I would say at the beginning of my illness and the following 10 years I did not have fatigue. I was unable to produce energy 'on demand' and had a lack of stamina. Later on in the years I started feeling fatigue because of changes to my immune system. I feel as though I have sickness syndrome and feel sluggish as though my body is constantly fighting.

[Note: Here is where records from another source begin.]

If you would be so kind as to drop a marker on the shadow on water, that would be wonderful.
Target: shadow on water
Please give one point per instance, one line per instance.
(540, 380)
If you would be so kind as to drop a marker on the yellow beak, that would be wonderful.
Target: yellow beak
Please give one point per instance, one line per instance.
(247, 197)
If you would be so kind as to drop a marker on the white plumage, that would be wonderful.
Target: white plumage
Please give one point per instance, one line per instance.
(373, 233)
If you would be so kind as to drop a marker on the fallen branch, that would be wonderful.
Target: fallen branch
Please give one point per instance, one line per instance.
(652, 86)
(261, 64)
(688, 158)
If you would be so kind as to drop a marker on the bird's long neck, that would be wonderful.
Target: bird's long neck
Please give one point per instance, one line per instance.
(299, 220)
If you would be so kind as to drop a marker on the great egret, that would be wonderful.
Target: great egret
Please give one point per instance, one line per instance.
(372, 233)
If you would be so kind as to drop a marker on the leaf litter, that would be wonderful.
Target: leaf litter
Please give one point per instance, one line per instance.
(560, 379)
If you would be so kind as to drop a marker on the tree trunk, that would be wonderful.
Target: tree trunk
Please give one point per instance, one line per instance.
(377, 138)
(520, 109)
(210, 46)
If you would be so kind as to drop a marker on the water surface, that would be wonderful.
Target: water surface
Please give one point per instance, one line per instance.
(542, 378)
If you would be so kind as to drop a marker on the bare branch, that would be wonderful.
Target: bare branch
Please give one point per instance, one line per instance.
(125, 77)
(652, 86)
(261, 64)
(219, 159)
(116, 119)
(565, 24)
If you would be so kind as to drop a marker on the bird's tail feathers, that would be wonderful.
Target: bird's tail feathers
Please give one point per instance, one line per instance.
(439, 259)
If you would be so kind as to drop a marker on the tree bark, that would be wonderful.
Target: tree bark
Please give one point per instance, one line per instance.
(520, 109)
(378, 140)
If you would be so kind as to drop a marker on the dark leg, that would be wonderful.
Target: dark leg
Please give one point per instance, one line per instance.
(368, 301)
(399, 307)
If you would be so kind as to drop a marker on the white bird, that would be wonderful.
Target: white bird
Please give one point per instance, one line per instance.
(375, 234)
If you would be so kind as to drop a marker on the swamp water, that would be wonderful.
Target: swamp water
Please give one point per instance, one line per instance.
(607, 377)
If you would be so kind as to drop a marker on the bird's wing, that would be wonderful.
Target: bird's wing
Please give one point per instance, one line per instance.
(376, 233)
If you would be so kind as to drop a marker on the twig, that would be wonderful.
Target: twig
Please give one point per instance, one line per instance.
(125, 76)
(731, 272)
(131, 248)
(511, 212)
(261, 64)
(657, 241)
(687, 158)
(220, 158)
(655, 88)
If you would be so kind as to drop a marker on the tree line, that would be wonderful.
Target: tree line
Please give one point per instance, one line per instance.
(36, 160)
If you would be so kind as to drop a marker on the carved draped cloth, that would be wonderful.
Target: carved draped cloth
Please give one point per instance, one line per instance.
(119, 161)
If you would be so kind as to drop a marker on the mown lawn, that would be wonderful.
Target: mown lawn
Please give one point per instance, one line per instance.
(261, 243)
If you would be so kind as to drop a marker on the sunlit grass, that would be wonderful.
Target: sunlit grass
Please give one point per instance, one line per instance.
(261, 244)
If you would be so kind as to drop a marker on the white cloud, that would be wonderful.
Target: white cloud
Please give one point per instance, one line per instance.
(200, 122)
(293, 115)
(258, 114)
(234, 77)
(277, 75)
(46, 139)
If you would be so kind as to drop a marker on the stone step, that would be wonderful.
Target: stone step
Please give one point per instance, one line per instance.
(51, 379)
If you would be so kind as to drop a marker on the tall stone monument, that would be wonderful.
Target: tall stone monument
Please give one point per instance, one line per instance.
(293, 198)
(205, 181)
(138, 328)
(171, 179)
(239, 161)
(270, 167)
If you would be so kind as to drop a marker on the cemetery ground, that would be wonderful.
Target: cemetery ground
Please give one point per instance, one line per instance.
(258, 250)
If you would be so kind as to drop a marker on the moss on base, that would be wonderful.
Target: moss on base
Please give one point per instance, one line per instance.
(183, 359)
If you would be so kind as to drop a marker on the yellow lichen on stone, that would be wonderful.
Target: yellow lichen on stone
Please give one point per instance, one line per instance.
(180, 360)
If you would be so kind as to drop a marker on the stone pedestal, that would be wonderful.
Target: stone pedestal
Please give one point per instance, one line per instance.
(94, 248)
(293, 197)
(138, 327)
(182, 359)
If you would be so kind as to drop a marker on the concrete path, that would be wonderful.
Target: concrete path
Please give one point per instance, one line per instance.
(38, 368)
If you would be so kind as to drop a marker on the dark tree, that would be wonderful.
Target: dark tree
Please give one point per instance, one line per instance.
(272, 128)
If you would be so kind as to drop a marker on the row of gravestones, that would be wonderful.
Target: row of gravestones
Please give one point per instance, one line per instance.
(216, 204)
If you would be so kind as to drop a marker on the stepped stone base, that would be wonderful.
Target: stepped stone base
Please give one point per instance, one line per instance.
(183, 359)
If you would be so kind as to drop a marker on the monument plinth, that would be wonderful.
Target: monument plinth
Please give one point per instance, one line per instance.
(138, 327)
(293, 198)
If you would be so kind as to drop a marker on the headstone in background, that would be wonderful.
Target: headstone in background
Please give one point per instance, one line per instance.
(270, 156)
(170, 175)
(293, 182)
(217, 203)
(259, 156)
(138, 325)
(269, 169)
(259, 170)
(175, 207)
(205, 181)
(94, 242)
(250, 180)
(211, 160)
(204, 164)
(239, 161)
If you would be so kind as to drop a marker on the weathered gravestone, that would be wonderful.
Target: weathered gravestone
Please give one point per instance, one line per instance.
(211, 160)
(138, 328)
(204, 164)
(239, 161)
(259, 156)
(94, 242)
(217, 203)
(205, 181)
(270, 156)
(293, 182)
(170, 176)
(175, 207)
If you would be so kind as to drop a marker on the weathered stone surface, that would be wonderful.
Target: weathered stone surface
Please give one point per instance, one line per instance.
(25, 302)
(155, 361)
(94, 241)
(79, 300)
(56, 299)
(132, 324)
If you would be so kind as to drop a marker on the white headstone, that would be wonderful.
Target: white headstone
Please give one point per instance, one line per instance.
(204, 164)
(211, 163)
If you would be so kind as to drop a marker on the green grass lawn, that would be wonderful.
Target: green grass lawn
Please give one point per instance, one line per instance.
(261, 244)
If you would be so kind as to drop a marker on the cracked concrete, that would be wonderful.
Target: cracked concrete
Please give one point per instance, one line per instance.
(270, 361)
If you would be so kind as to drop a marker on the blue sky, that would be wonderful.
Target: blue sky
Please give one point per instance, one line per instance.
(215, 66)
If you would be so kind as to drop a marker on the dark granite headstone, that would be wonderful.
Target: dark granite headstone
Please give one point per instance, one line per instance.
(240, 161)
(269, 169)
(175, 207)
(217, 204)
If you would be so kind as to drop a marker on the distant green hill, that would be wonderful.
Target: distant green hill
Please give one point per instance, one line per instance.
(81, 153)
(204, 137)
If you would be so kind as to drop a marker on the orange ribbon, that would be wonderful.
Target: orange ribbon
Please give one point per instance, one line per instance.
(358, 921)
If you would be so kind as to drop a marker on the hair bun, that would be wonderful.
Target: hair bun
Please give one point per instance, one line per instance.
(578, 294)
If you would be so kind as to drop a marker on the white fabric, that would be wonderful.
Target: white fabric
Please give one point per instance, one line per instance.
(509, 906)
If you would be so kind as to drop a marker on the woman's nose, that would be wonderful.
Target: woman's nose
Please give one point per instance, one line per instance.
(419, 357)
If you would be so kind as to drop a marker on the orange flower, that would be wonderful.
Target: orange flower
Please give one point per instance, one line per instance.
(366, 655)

It was tested and it failed to reach significance https://www.s4me.info/threads/kpax0...ive-randomized-trial-2018-montoya-et-al.3410/ Also you can buy most of the ingredients yourself, just get your doctor to prescribe you the Ritalin. And besides they would be buying the ingredients wholesale then repackaging them if it worked, plus adding a profit margin granted by the patent, so it may even be cheaper to source them yourself (it still won't be cheap). Remember your using a drug that failed to help patients. https://www.s4me.info/threads/pharm...ampligen-rituxan-and-kpax-002.686/#post-12150
Wading into the fatigue versus PEM thing. Fatigue is a wholly unhelpful description (for me) because it's present in scores of chronic illnesses. It doesn't distinguish ME from other illnesses. Besides, I'm fatigued every day, and can live with that. But PEM is insidious. It means I can never again enjoy doing anything, because as soon as I try, even if I think I have the energy today, I'll pay for it days later. That's why PEM is, and will always be, the worst part of this illness for me. If I'm fatigued, I can just stay in bed or rest on the sofa. But PEM actively punishes me for living my life.
Currently this is done via the two day CPET or metabolic studies. Brain metabolic studies have been done for a very long time in CFS and ME. We typically have brain hypometabolism, and I am anticipating a new study that is currently not published that I hope will explain this a bit more. You can push through fatigue. You cannot push through energy limitations. In my own case I experienced the same limitations without any fatigue. That changed my perception. The fatigue is closely associated with energy limitations. I think good pacing, at least for mild patients, can lead to decreased or almost no fatigue. In very severe patients the two would be almost synonymous. So from a patient perspective, for most patients most of the time, I expect that fatigue is good enough to assess capacity. Its not precise, but it works.